Here in Britain, members of Parliament have voted to renew the country's aging nuclear deterrent trident. The governing Conservative Party wants to build 4 new nuclear submarines at a cost of around 41 billion dollars. 472 MPs voted in favor of renewing trident, 117 against including the opposition Labour leader Jeremy Corbyn. Our London correspondent is Rob Watson.
Absolutely overwhelming support for the renewal of the nuclear deterrent from Conservative MPs, but of course what is really striking is just the astonishing divisions within the ranks of the opposition Labour Party. So you had one fraction led by the Party's leader on the very much the left of the Party Jeremy Corbyn voting against the renewal, quite a lot of abstentions, but an awful lot of Labour MPs voting with the government and against their leader.
So what does that say about the state of the Labour Party?

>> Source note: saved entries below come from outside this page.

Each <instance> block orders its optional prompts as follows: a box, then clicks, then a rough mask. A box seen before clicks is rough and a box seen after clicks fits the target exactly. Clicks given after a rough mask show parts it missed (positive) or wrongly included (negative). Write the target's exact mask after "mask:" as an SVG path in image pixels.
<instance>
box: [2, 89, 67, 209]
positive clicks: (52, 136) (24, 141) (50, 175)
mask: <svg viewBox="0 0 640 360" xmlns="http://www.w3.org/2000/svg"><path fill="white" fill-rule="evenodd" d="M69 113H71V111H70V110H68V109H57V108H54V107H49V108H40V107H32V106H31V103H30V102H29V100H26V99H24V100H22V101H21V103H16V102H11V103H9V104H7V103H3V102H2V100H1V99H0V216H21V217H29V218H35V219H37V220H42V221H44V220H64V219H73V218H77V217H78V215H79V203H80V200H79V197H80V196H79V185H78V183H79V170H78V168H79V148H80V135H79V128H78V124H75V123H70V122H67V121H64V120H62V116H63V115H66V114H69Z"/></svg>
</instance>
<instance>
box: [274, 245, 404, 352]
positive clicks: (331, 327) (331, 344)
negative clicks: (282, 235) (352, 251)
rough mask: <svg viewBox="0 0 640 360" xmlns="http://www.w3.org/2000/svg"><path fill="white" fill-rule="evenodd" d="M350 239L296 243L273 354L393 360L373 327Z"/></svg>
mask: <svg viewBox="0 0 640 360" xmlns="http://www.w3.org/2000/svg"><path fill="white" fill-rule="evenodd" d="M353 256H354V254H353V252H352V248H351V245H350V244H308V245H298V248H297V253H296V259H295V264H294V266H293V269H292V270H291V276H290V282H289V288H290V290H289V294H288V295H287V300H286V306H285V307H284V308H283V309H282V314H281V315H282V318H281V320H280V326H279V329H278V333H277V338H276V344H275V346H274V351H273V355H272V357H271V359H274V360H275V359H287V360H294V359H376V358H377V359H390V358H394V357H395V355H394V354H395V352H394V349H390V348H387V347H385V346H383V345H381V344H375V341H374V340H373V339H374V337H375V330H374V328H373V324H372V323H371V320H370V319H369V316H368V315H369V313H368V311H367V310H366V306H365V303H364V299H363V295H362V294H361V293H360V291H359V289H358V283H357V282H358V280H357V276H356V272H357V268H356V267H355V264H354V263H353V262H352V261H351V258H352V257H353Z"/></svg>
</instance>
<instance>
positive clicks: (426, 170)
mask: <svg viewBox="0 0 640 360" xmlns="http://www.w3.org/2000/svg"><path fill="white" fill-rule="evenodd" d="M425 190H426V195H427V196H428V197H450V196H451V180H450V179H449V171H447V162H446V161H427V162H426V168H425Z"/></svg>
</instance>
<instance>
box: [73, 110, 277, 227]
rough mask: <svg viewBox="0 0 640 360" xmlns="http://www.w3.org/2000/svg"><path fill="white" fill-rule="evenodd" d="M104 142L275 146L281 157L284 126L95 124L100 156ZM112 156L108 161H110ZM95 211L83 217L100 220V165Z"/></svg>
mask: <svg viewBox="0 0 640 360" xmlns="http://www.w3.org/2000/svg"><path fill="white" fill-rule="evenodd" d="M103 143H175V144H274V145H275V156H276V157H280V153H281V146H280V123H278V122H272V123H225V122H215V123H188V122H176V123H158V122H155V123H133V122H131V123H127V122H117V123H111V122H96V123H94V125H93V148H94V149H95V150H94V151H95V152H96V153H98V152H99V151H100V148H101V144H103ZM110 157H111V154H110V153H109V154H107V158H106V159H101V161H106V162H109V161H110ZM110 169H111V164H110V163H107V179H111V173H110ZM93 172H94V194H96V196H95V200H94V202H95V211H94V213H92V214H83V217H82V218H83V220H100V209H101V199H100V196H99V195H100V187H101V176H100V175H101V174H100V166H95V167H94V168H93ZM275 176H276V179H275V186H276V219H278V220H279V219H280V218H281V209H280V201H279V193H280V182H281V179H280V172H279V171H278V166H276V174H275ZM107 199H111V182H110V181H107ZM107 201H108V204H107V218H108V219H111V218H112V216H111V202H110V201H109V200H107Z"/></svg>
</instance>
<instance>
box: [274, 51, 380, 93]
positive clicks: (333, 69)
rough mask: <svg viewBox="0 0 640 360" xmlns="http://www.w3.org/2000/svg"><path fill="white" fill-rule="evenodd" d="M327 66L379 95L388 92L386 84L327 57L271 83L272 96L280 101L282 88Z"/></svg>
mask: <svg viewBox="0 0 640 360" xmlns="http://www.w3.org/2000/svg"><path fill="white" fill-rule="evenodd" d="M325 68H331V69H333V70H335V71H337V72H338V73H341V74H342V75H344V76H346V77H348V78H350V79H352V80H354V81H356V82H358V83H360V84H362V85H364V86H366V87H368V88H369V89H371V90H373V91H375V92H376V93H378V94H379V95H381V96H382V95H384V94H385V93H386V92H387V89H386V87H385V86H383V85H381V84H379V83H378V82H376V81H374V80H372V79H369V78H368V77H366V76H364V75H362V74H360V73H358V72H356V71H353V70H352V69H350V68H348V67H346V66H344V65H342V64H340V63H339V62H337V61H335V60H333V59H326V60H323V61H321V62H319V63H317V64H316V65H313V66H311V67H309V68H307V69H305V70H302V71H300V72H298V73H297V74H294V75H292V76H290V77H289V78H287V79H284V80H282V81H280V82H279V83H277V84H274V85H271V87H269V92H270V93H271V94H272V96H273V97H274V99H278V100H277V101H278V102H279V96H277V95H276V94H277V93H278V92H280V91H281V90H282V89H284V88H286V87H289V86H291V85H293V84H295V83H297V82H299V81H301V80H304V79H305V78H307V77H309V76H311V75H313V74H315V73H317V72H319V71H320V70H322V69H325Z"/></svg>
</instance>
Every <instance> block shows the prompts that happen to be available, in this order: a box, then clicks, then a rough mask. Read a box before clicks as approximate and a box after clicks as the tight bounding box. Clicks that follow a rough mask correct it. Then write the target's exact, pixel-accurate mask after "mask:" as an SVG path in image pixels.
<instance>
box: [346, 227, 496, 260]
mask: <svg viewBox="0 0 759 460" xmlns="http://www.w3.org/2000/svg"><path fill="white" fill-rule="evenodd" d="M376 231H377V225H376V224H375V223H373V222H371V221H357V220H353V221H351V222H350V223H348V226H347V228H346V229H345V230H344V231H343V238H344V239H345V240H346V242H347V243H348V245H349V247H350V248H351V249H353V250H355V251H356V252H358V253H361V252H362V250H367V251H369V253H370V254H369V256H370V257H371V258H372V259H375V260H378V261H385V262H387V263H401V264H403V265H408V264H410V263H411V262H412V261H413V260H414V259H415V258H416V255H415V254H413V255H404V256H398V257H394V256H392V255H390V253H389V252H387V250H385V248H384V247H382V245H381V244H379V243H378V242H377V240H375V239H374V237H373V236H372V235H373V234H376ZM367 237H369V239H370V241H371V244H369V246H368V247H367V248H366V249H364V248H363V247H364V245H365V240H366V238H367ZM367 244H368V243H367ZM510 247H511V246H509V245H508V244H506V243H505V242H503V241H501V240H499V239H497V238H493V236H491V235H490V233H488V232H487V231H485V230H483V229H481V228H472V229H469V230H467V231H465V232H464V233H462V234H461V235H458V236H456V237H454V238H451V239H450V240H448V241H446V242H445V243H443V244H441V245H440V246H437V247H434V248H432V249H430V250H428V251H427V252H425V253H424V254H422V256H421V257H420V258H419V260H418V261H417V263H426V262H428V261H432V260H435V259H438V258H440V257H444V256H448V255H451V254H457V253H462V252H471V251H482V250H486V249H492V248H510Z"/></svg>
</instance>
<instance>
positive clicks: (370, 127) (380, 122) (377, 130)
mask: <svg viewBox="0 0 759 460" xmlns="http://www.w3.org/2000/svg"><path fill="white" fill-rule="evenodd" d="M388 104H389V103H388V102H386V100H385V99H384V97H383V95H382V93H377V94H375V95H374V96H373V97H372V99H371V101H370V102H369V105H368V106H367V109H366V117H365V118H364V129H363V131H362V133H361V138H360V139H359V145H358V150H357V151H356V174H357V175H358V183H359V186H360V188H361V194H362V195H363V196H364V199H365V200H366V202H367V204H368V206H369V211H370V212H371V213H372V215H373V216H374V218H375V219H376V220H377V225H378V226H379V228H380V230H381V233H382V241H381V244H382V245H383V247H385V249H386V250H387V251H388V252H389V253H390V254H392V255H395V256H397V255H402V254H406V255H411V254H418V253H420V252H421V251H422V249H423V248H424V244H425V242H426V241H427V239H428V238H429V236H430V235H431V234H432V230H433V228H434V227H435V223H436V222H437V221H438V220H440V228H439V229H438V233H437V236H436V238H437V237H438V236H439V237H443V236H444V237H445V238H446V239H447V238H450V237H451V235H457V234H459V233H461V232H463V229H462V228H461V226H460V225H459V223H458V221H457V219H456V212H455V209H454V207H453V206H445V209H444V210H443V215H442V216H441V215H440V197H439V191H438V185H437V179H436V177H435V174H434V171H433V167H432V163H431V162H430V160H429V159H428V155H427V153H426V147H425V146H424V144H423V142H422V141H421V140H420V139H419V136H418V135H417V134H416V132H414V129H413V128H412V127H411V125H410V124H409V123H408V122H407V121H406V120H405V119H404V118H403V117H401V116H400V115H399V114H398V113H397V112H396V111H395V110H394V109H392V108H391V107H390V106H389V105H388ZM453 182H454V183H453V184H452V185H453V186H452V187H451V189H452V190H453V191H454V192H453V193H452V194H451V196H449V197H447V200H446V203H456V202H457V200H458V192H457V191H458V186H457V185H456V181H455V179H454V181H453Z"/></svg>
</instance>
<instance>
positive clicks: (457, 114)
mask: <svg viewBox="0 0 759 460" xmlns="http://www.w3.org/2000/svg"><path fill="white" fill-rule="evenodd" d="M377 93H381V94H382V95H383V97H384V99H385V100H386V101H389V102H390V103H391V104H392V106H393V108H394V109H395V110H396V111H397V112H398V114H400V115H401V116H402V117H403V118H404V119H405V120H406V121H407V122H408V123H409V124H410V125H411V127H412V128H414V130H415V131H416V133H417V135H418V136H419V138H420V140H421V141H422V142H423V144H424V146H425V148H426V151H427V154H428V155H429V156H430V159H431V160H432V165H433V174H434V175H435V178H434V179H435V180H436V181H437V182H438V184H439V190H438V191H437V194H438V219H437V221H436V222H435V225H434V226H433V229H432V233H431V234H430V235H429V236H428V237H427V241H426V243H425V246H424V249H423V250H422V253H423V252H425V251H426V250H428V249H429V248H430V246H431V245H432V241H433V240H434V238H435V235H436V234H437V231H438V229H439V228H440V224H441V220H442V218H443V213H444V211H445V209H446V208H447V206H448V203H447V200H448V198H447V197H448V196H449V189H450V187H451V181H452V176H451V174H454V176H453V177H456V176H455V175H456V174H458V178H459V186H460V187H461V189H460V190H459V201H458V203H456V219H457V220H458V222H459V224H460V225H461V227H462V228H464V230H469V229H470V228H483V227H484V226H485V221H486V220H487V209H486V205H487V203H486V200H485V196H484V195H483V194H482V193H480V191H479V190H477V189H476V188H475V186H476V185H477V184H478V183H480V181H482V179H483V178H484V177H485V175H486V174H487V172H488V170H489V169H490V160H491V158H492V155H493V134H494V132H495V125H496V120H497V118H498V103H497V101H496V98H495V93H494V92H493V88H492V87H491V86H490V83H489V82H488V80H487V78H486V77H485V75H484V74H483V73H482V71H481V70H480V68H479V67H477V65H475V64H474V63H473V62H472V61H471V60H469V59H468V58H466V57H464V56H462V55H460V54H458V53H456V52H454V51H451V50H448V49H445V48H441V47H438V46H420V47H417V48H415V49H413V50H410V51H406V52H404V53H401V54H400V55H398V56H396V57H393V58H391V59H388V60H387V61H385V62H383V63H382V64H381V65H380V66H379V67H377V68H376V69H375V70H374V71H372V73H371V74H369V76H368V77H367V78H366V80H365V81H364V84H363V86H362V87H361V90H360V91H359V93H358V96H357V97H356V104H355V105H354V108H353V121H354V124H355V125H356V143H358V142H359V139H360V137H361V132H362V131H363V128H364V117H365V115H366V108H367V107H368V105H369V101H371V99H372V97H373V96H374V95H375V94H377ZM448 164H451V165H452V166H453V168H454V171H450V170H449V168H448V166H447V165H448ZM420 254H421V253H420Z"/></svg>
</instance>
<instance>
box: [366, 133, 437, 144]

Well, I think it's just another very powerful reminder of the extraordinary divisions within the Labour Party. I mean we've talked about this a lot on the newsroom programme whether it's on this issue or others. But you really do see a stark divide between those on the left of the Party, the activists out in the field and Jeremy Corbyn and then vast chunks of the parliamentary Labour Party and MPs saying "oh my goodness, we never gonna get anywhere with this man as leader." And this is just another example of that division, which I think is worth pointing out. It's not just sort of quiet, academic, sort of peaceful division. I mean it's real. It's emotional. It's raw. It's really the guts of politics and indeed they are very, sort of future of the Labour Party.
So it's looking pretty bad for Labour.
Interestingly, the opinion polls, I mean, they suggest that the British people are rather divided on the issue of whether Britain should renew its nuclear deterrent, but what they are certainly not divided on is which leader that they think would make Britain safer and they overwhelmingly think that that would be Theresa May and not Jeremy Corbyn.
Rob Watson.
An international AIDS conference in South Africa is looking at ways to speed up efforts to eradicate the disease. More than 34 million people have died from AIDS related illnesses since the virus was identified in the early 1980s. Global infection rates have declined but a recent UN report warned that in some areas HIV AIDS is again on the rise. One of the scientists who discovered HIV, Nobel laureate Francoise Barre-Sinoussi told the BBC that she's optimistic that a way of driving a virus into remission will be found.